Sat May 20, 2017, 11:09 AM
May 2017

"you really had to be there" to know the enormity of what this truly heroic woman did.

Hekate

(90,683 posts)
23. Sweet Goddess, it's enough to restore my faith in humanity
Sat May 20, 2017, 11:36 AM
May 2017

"Oh momma, I knew you'd come." And She did, the Goddess came in the person of Ruth.

 

mhw

(678 posts)
27. ** Here's the GoFundMe page. ** $72,190 of $75k goal Raised by 1,854 people in 18 months
Sat May 20, 2017, 12:40 PM
May 2017
http://www.edgemedianetwork.com/news/aids//212601


MARCH 16, 2017
Snip
But one woman, Ruth Coker Burks, cared for them, stood beside them on their deathbed and made sure they were buried with basic human dignity. Decades later, a GoFundMe campaign is close to its $75,000 goal to build an AIDS memorial in Arkansas to the 43 men Burks buried by herself in her family cemetery -- and to all those who died alone, unloved and unremembered.

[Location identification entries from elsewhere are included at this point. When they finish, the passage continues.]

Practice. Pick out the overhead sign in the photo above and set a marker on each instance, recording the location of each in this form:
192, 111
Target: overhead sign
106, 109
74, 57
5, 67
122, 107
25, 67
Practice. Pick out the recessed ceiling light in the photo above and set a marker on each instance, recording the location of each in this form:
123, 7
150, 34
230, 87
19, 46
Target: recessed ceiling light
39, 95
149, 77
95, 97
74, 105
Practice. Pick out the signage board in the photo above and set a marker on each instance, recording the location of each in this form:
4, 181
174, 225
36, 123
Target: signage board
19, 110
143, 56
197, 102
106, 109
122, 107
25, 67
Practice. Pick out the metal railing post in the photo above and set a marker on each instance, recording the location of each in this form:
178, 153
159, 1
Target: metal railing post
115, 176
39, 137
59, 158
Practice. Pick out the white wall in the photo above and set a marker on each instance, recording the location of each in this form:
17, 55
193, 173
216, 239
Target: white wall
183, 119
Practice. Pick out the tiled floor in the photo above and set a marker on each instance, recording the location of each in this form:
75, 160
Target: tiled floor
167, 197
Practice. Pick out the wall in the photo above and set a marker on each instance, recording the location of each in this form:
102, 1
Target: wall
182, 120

"All I wanted was a memorial for them, a tombstone that said what happened back in 1984," Burks told EDGE from her home in Rogers, Arkansas. A grandmother now, she suffers from blood clots in both lungs and memory loss from a stroke five years ago.

Burks said that the AIDS memorial got its look from a meme featuring a "very touching image of an angel weeping." Now, she said, people come from Dallas and Tulsa looking for the cemetery.

"They'll drive up, and I'll get a text: 'Are we at the right cemetery; I don't see that angel?' That's why I decided that angel needs to be there, because that's what people are looking for. People are coming by from all over. It's a touchstone," she said.

Snip

This month, Burks will speak at Washington State University -- something she said she is happy to do for any group that asks. She's also corresponding with a professor at the University of Arkansas, who she said is writing a book, and with a documentary filmmaker who wants to tell her story. She is heartened by the growing awareness.

"You have got to remember your past or you are doomed to repeat it," said Burks. "Especially in this political climate, you can be an activist by just doing one thing. You can change the world, even if you change just one person's life."


As of this writing, the Ruth Corker Burks AIDS Memorial is $6,000 away from reaching its goal. If you'd like to see this become a reality, consider donating to the GoFundMe campaign.

***,Kick n Rec & thank you Grits for this post. Maybe we can help get the $$ to $75,000



https://www.gofundme.com/RuthCokerBurks

Stonepounder

(4,033 posts)
39. I must be in the same kitchen you are.
Sun May 21, 2017, 12:16 AM
May 2017

I don't care if it is Muhammad, Confucius, Buddha, or Jesus, this is the basics of what they taught. If you don't get that you don't get your own religion.

I cried when I read this. She truly is a saint.

blue-wave

(4,353 posts)
38. She is an angel and a saint
Sat May 20, 2017, 11:48 PM
May 2017

who practices her faith in the way Jesus taught. May God bless her always.

The rabidly zealous "anti" crowds in any religion are, IMHO, embracing evil. It is they who are being lead astray. How could you not even claim your own child's body? That's evil.

The article mentions a memorial for those she buried. It should be for them but also her. If any type of fundraiser is planned or in process, please post the info.